Challenge : Quels sont, selon vous, les principaux défis auxquels les agences de voyages au Maroc sont confrontées aujourd’hui ?      
Mohamed Semlali : Les agences de voyages au Maroc font face à plusieurs défis majeurs. La concurrence accrue des plateformes de réservation en ligne est un problème majeur. De plus, la réglementation du secteur n’est pas assez stricte, ce qui permet à des personnes non qualifiées d’entrer sur le marché. Cela nuit à la crédibilité des agences établies qui investissent dans la formation et la qualité de service.

Challenge : Quel rôle les agences de voyages jouent-elles dans la promotion de la destination Maroc ?
M.S. : Les agences de voyages sont essentielles pour promouvoir le Maroc en tant que destination touristique. Elles offrent des services personnalisés et des conseils adaptés, garantissant une expérience mémorable pour les visiteurs. Contrairement aux plateformes en ligne, elles assurent également un volet de garantie et de sécurité pour les clients. Par exemple, en cas de problème, les agences sont là pour aider et soutenir les voyageurs, ce qui est crucial pour instaurer un climat de confiance, d’autant plus que nous sommes à l’aube de grandes manifestations qui nécessitent d’offrir le meilleur service possible aux futurs voyageurs. 

Challenge :Quelles mesures proposez-vous pour soutenir les agences de voyages à l’avenir ?

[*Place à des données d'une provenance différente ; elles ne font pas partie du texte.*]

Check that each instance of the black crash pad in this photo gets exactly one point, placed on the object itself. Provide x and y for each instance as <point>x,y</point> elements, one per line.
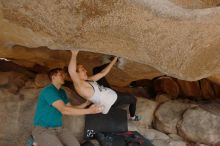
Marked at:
<point>114,121</point>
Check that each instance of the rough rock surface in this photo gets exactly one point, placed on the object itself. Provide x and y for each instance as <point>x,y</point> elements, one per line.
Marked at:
<point>139,31</point>
<point>200,126</point>
<point>168,114</point>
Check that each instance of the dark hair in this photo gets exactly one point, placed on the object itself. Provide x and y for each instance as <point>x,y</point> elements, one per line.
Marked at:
<point>53,72</point>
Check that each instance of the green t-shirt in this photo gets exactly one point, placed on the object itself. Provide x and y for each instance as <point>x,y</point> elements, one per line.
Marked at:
<point>46,115</point>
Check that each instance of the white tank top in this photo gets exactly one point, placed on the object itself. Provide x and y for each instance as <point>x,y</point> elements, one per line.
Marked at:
<point>103,96</point>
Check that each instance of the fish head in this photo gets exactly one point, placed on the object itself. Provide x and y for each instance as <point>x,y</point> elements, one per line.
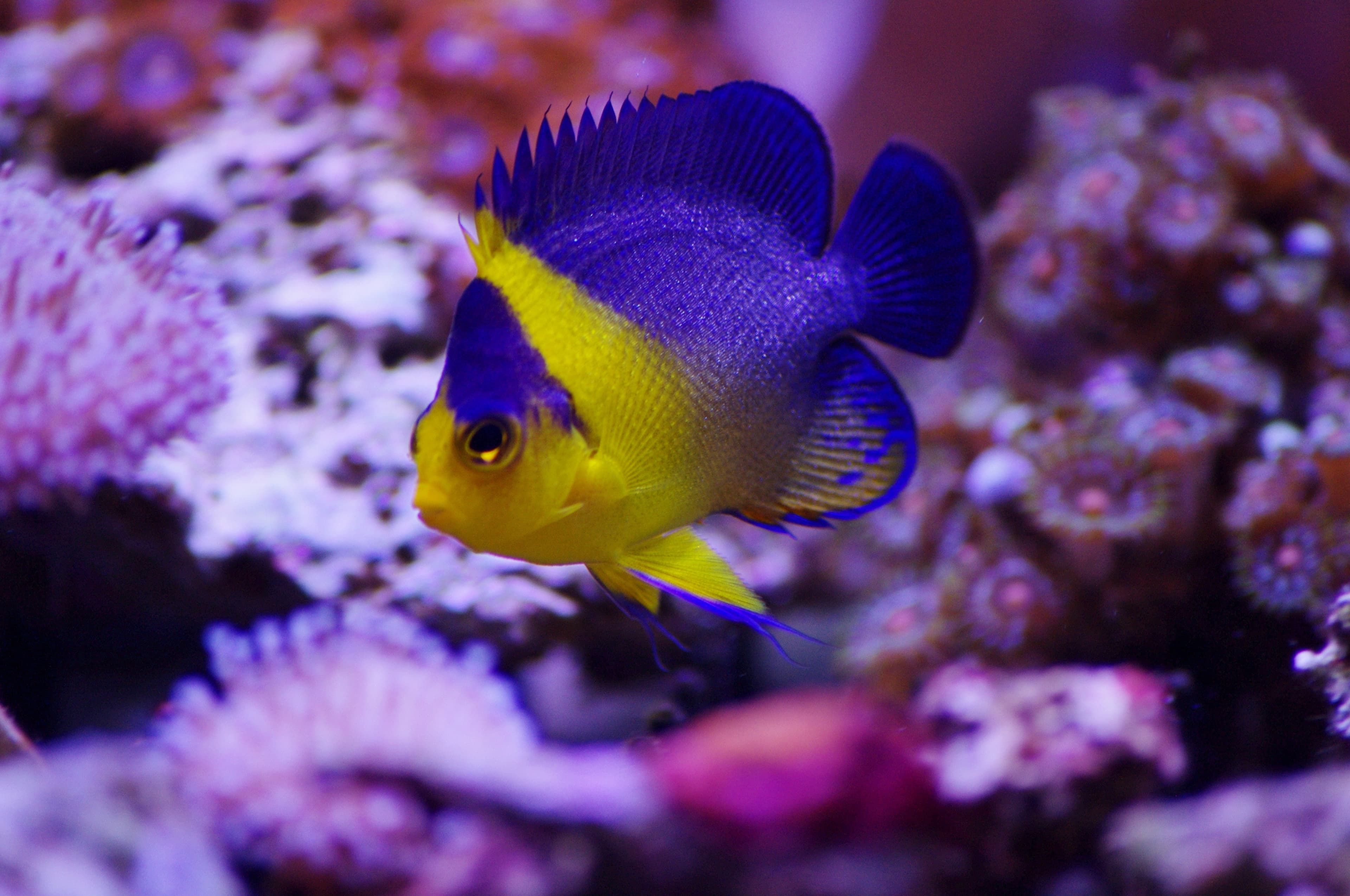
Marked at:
<point>499,450</point>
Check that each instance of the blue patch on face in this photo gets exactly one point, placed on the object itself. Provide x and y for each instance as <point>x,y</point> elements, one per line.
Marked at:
<point>492,369</point>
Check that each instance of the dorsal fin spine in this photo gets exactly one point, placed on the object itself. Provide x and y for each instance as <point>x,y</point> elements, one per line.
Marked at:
<point>586,130</point>
<point>501,186</point>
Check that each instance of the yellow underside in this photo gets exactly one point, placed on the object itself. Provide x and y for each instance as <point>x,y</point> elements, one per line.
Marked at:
<point>632,397</point>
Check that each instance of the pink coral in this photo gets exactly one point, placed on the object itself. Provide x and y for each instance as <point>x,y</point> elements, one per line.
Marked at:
<point>323,724</point>
<point>797,766</point>
<point>106,349</point>
<point>1046,728</point>
<point>103,817</point>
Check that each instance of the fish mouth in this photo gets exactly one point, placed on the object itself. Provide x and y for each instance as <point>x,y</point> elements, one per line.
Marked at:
<point>432,504</point>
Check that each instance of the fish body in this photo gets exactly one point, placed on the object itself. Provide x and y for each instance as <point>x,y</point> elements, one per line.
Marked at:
<point>659,332</point>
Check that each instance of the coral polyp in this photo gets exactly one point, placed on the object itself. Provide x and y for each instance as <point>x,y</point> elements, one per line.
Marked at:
<point>106,349</point>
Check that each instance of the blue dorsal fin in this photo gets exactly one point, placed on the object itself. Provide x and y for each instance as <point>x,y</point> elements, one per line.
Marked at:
<point>566,137</point>
<point>859,448</point>
<point>743,148</point>
<point>501,186</point>
<point>523,176</point>
<point>545,146</point>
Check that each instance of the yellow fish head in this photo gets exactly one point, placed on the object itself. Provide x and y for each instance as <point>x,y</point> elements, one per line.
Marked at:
<point>490,478</point>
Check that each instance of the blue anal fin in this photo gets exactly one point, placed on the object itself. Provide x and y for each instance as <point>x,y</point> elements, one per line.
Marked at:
<point>909,236</point>
<point>859,448</point>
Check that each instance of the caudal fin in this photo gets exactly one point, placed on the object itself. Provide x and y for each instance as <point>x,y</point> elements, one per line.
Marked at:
<point>909,234</point>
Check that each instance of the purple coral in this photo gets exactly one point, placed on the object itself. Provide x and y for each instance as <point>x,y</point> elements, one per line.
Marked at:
<point>343,739</point>
<point>1282,833</point>
<point>106,349</point>
<point>1046,728</point>
<point>1010,604</point>
<point>156,72</point>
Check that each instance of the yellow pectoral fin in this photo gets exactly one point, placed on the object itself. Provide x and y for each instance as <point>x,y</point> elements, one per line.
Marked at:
<point>682,563</point>
<point>623,583</point>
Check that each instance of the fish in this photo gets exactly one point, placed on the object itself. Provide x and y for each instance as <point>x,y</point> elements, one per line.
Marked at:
<point>662,330</point>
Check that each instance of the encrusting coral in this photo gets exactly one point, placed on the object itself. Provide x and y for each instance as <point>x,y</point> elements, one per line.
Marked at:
<point>1044,729</point>
<point>1286,836</point>
<point>107,347</point>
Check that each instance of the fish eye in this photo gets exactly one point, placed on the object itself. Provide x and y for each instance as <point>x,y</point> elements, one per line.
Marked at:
<point>490,443</point>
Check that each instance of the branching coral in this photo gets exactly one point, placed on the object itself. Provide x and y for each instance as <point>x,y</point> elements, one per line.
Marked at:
<point>103,818</point>
<point>106,349</point>
<point>350,741</point>
<point>1044,729</point>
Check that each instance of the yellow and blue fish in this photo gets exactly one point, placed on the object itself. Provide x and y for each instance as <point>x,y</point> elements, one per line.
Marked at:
<point>661,330</point>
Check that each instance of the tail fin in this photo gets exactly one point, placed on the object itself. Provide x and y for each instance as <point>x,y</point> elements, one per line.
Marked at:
<point>909,233</point>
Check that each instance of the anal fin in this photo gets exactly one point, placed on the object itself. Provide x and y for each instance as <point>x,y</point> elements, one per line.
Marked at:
<point>686,567</point>
<point>858,451</point>
<point>623,583</point>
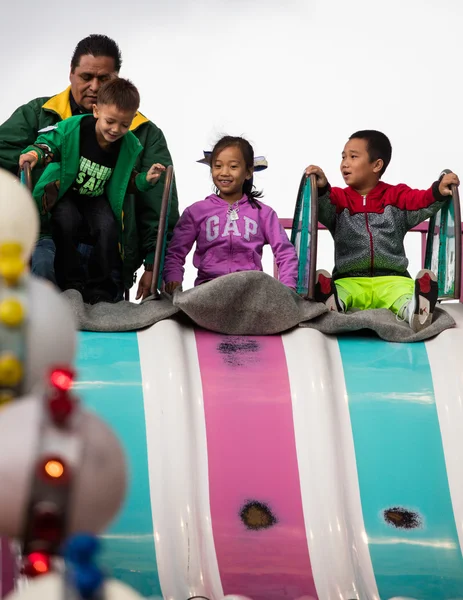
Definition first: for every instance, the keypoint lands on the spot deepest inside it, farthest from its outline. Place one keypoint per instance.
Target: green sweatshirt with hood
(141, 210)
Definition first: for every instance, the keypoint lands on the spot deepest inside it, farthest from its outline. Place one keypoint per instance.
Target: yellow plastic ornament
(11, 370)
(5, 398)
(11, 262)
(11, 312)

M.S. : L’une des mesures nécessaires à mon avis, est la réduction de la TVA à 10 % pour permettre aux agences de rester compétitives. Cela permettra non seulement de stabiliser leurs prix, mais aussi de soutenir le secteur dans son ensemble. De plus, un rapport détaillé sera bientôt présenté à Madame la Ministre pour souligner ces défis et proposer des solutions concrètes. Il est crucial d’agir maintenant, car plusieurs agences éprouvent de réelles difficultés à s’en sortir face à cette concurrence déloyale. Une meilleure réglementation et un soutien accru sont nécessaires pour préserver la diversité et la qualité des services touristiques au Maroc.